Records with Blank Group-By Column

All records with a blank group-by value are marked as malformed records, and dumped in separate files in the output HDFS folder.

These malformed files are named as:

Malformed Records in Candidate Files

Candidate file records with a blank group-by column are discarded as malformed records and inserted into files with the file naming convention malformedRecordsCandidate-m-<5 digit numeral>.

For example, malformedRecordsCandidate-m-00000, malformedRecordsCandidate-m-00001.

This applies to Interflow Match jobs.

Malformed Records in Suspect Files

Suspect file records with a blank group-by column are discarded as malformed records and inserted into files with the file naming convention malformedRecordsSuspect-m-<5 digit numeral>.

For example, malformedRecordsSuspect-m-00000, malformedRecordsSuspect-m-00001.

This applies to Interflow Match jobs.

Malformed Records in Input Files

Input file records with a blank group-by column are discarded as malformed records and inserted into files with the file naming convention malformedRecords-m-<5 digit numeral>.

For example, malformedRecords-m-00000, malformedRecords-m-00001.
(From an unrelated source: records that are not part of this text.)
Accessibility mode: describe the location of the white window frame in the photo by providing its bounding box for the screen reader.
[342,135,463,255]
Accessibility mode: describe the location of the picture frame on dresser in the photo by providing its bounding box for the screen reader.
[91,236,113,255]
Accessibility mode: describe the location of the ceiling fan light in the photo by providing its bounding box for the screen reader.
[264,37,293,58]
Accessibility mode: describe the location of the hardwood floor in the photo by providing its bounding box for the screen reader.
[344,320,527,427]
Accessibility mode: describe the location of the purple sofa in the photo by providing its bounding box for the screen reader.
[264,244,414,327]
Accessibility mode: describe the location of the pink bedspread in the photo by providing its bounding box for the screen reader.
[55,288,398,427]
This applies to the jobs Intraflow Match, Transactional Match, Best of Breed, Duplicate Synchronization, and Filter.

Counters for Malformed Records

The number of malformed records in a job run is stored in the counters:

MALFORMED_CANDIDATE_RECORDS
MALFORMED_SUSPECT_RECORDS
MALFORMED_RECORDS

Note: The values in these counters can be accessed by invoking the getCounters() method of the AdvanceMatchFactory instance.